Rispettando fedelmente l’essenza comunicativa dei lavori del pittore/scultore - in cui, come ricordato sopra, questi, non potendo esprimersi correttamente, coadiuvava tutte le proprie sensazioni -, la sceneggiatura di Volevo nascondermi si affida principalmente all'espressività visiva delle diverse inquadrature, preferendo limitarsi, di conseguenza, a pochi dialoghi semplici ed essenziali. Trattando argomenti come, per esempio, il rapporto di Ligabue con la figura materna - e, di conseguenza, femminile -, con la natura, con la fama, con gli amici, con la religione, con la morte, il film di Diritti traccia un ritratto tangibile e umano che difficilmente scorderemo. Tutti questi temi confluiscono in una pittura vitale, aggressiva ed irruente che, nel corso del racconto, si converte in una perfetta sintesi del contesto rustico e contadino - ulteriormente sottolineato dalla scelta di mantenere i dialoghi in dialetto - di un’Emilia in pieno periodo fascista.
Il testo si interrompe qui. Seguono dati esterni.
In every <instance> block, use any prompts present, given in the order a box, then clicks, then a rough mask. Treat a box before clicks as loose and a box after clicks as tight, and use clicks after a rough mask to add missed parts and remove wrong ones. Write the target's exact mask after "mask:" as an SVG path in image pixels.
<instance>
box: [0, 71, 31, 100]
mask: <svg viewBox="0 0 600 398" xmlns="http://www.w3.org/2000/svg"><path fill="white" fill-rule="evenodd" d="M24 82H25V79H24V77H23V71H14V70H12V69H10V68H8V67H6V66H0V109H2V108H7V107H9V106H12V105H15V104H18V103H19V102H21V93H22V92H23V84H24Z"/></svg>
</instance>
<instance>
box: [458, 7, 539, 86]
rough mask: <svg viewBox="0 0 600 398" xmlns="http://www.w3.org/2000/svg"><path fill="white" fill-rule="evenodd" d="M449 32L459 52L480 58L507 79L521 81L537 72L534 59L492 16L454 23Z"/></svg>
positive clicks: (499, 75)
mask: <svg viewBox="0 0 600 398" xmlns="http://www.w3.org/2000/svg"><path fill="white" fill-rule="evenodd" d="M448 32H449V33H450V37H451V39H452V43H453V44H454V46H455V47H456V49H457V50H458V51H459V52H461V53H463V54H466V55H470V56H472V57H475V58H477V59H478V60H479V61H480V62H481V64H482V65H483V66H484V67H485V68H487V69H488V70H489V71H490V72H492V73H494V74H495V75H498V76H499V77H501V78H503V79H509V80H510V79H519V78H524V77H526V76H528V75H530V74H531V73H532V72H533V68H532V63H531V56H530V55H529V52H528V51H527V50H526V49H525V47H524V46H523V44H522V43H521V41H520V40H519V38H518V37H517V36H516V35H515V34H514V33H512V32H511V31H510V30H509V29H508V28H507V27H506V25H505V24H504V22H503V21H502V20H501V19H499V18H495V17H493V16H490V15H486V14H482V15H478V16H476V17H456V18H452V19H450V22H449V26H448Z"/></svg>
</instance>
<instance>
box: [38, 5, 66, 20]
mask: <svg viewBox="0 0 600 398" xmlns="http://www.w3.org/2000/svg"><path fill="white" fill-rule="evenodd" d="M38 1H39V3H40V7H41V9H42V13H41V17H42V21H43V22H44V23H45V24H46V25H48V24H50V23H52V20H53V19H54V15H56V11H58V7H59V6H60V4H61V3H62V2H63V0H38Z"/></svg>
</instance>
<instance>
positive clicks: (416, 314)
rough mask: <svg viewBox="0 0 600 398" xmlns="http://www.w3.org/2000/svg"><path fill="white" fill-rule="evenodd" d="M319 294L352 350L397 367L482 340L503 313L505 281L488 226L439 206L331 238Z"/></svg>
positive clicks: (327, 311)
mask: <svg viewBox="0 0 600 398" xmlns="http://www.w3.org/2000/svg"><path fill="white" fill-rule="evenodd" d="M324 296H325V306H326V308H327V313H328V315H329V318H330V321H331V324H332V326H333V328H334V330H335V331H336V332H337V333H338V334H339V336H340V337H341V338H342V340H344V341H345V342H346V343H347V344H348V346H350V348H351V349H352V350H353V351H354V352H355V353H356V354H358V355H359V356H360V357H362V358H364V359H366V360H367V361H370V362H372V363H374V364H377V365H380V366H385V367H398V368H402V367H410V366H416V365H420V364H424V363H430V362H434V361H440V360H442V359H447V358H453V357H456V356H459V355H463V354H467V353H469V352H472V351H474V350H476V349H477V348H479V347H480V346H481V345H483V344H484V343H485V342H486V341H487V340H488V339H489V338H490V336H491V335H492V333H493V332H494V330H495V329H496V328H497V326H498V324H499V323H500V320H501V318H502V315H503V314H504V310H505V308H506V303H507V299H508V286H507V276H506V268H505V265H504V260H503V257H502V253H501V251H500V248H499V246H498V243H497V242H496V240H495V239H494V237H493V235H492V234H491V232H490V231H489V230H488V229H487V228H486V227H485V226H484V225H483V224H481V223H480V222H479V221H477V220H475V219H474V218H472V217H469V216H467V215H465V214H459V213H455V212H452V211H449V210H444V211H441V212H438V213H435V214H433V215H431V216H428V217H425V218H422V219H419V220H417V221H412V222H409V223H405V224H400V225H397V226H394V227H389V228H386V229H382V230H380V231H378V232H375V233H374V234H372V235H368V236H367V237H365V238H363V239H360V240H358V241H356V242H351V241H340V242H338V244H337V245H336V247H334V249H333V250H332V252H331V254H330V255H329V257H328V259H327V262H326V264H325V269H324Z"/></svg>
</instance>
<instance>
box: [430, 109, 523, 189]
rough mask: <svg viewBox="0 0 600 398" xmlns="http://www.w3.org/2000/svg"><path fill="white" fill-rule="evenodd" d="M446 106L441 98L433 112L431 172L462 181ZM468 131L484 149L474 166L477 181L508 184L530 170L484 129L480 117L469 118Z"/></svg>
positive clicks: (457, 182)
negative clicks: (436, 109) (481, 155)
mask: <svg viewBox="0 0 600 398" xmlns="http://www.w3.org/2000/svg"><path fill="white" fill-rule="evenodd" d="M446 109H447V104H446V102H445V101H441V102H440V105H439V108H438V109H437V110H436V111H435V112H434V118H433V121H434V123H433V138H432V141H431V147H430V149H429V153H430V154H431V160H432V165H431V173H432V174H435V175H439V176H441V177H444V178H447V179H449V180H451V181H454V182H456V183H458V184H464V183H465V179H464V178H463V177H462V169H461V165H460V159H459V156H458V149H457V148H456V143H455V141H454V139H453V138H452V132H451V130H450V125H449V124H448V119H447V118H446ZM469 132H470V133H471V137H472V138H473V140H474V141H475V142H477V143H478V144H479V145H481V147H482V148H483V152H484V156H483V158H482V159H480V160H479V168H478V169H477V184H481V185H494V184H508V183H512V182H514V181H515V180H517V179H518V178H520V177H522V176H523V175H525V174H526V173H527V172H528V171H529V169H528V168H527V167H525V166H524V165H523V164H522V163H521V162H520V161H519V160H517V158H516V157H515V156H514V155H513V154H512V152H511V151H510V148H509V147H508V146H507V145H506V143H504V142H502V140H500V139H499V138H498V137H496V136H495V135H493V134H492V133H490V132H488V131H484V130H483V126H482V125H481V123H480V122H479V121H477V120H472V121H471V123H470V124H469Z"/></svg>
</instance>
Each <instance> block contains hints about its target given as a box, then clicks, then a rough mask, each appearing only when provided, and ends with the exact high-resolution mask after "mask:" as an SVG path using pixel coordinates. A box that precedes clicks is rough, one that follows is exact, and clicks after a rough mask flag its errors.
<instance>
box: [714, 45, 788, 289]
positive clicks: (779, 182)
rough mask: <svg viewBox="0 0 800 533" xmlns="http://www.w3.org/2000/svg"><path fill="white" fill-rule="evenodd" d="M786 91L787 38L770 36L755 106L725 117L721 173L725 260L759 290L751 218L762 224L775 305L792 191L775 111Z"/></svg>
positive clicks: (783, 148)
Questa caratterizzazione, così dettagliata e concreta, è successivamente potenziata ed elevata da un Elio Germano in stato di grazia che, in alcuni momenti, non solo ricorda, ma supera addirittura la mastodontica interpretazione di Favino ne Il traditore. Difatti, un grandissimo studio e consapevolezza interpretativa nella preparazione del proprio personaggio hanno permesso a Germano di autoeliminarsi come attore, lasciando il posto ad un’incarnazione di Ligabue che non lascia spazio a momenti imbarazzanti o macchiettistici. Questa decostruzione psicologica del personaggio trova il proprio riflesso in un’ambientazione incontaminata, messa in rilievo da una fotografia a metà tra l’idilliaco e il pittorico, e da una colonna sonora delicata e coerente con il cuore narrativo dell’opera.
Con Volevo nascondermi, Giorgio Diritti firma una collezione di istantanee della vita di un uomo che vedeva l’arte come un mezzo sia per comunicare sia per celare (o anestetizzare) tutti i lati sgradevoli e brutti concernenti il proprio passato e la propria persona - da qui il titolo del film. Nonostante i ripetuti sforzi, il suo aspetto e la propria esteriorità venivano comunque e ripetutamente a galla, risultando, a volte, talmente evidenti da oscurare le sue stesse opere d’arte. Un’interpretazione colossale di Elio Germano ed un ottimo comparto tecnico-narrativo sono le colonne portanti del racconto tenero e fragile di un uomo (prima che artista) che, votando tutta la sua vita all’arte e all’espressione di sé, voleva raggiungere l’immortalità.